|James Carter, Don. Captain, 1st Bn, Grenadier Guards. Killed in action, Battle of Canal du Nord
After a distinguished career at Eton and Cambridge, where he rowed in the fine eight of 1903, J. S. Carter came to Radley as a master. and was here for five years, leaving at the end of the Summer term, 1909. He took up work at Warren Hill, and, just before the war, had taken a private school at Cromer in partnership with Mr. Hales. After the latter’s death, Mr. Carter carried on till Easter 1917, when he decided that he too would go out to the front, for he had always been a keen Territorial. He took a commission in the Grenadier Guards, and went to France early this year. In August he was made Acting Captain, and was killed on Sept. 27th.
I should think it is quite true to say that Jim never had an enemy: for he was one of those genial large-hearted giants, with whom it was impossible to feel anger, and who was popular with everyone.
Naturally when he was here he associated himself with the river, and he coached the crew of 1909: but his interests were wide and varied. He had stayed some months in Athens, and he took a keen interest in archaeology, while he was more than an enthusiastic entomologist. Many a night have I been out” sugaring” with him, and he was always ready to lend a helping hand to anyone who was keen on that subject. He was a first class skater, and competed two or three times for the “Open Bowl” at Davos, while at Leuzerheide he was deservedly the most popular man in the place. It was only this time last year that he came down to Radley to sing in a concert, and perform in the “Radley Quartette,” which for five years enjoyed some popularity while he was here.
It is hard to realize that poor old Jim is gone too, like, Sammy Hales and Lance Vidal.
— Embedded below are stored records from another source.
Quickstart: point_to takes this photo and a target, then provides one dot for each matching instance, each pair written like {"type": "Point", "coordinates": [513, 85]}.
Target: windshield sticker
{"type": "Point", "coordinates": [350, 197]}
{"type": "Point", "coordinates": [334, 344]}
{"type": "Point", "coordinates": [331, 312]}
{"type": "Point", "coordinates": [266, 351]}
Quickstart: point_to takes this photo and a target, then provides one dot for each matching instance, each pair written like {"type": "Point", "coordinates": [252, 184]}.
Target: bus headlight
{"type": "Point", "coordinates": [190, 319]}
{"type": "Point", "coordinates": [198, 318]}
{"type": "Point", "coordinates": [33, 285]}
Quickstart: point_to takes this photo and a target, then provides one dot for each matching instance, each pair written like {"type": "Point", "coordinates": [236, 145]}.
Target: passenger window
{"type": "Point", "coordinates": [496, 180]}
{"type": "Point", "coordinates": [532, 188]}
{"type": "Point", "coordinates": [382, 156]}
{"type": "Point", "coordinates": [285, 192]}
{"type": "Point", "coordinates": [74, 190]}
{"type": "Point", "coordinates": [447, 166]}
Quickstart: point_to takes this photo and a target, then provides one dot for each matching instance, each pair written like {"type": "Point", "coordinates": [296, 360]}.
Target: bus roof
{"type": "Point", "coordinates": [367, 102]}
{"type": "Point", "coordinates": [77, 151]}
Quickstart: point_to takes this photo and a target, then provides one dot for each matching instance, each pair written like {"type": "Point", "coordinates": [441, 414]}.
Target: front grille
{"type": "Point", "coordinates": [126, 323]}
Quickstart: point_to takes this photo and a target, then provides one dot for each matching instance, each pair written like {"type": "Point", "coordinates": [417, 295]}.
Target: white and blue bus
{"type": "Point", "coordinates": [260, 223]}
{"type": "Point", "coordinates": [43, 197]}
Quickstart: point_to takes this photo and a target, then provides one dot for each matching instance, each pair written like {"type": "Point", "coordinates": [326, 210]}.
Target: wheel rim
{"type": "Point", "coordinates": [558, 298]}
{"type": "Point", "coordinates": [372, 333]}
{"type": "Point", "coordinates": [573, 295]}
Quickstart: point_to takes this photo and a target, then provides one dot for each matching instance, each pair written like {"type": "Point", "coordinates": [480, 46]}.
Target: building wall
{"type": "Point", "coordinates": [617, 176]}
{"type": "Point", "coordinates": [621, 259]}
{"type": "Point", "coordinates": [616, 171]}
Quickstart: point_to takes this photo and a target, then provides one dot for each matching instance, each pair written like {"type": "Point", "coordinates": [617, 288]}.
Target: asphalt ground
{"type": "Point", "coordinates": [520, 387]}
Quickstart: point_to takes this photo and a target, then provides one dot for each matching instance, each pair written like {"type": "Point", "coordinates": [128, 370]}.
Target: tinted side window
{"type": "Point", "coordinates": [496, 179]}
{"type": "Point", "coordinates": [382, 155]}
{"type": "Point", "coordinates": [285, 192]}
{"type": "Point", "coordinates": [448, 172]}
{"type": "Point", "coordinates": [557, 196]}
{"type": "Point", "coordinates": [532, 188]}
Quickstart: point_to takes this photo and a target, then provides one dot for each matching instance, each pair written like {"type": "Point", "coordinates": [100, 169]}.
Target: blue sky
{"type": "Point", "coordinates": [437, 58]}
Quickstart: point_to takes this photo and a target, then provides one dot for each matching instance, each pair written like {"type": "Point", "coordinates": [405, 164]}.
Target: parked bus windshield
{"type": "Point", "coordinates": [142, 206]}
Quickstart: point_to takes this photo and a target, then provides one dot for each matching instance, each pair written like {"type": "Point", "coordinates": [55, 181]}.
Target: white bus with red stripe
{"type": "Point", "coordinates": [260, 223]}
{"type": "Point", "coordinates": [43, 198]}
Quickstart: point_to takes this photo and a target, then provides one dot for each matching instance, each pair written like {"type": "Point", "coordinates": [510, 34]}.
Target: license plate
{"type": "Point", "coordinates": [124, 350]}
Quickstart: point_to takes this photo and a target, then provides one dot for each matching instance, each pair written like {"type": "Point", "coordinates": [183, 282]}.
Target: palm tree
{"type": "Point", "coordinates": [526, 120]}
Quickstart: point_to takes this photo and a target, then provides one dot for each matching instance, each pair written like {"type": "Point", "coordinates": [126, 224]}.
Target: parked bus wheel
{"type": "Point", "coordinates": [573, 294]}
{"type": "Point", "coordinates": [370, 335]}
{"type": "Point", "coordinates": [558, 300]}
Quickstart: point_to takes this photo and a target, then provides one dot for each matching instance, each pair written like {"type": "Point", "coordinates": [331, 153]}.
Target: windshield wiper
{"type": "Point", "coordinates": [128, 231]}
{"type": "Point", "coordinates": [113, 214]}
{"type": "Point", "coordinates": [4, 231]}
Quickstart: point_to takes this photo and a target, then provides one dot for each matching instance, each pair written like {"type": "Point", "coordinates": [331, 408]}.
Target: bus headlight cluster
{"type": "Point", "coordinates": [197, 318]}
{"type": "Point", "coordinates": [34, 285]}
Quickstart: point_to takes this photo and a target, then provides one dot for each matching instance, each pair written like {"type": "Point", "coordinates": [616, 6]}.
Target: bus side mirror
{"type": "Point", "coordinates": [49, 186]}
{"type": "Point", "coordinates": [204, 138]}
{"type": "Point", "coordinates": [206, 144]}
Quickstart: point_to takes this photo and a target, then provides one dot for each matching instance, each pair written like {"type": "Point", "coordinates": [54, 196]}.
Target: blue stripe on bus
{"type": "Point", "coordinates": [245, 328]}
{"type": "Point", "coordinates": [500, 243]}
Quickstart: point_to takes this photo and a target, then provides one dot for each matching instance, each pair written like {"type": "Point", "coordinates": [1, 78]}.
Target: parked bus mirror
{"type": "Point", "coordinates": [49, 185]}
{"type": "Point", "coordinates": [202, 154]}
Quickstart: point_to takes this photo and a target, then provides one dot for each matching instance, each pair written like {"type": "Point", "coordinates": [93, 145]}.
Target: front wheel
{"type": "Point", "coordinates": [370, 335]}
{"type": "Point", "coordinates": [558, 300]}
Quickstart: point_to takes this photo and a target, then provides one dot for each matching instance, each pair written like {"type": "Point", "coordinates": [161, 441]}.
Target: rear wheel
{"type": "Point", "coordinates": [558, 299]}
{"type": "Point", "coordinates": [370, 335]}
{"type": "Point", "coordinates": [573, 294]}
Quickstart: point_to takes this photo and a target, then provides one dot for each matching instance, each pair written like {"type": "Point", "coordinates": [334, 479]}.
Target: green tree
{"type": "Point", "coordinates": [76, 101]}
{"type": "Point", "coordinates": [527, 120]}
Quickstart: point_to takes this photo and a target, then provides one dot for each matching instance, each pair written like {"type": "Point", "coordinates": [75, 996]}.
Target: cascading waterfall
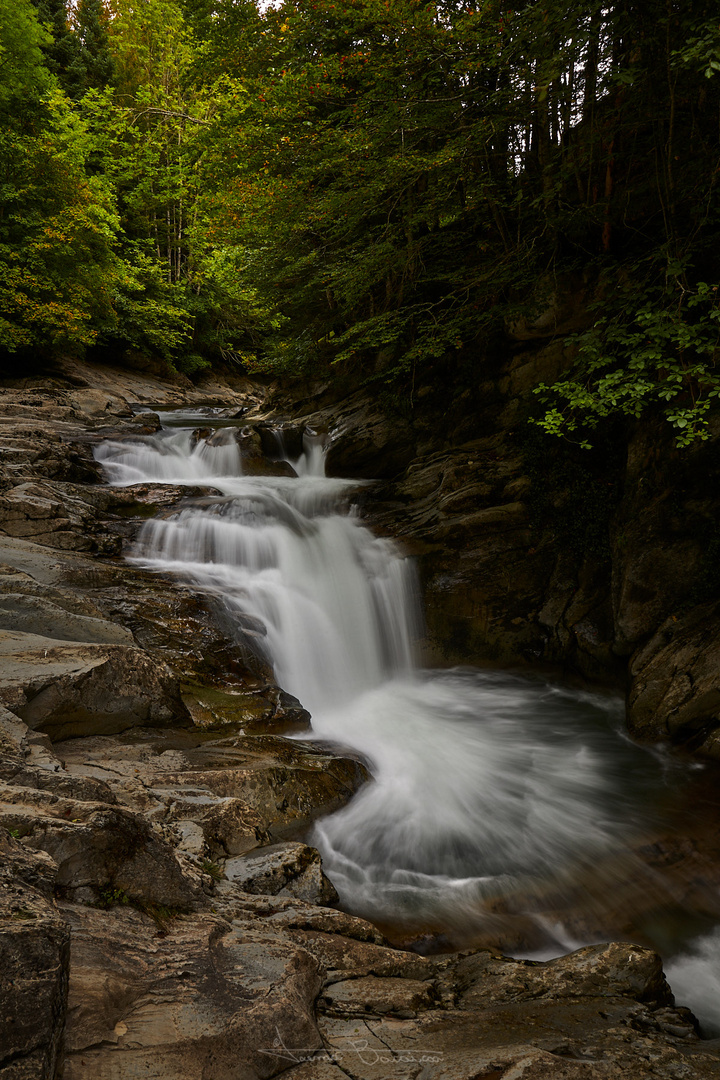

Truly Radley has had some cruel losses, but the loss of these three leaves a sorrow that will never fade away. In his last letter, only three weeks’ ago, he wrote, ” I would not miss this for anything. The men are simply splendid, and it is a real privilege to be with them. Keep the home fires burning and some day I shall be sitting by your fireside, with a pipe, boring you stiff with what we did in the great war.” And now he has joined all those other heroes, but he still lives enshrined. in the hearts of many devoted and sorrowing friends.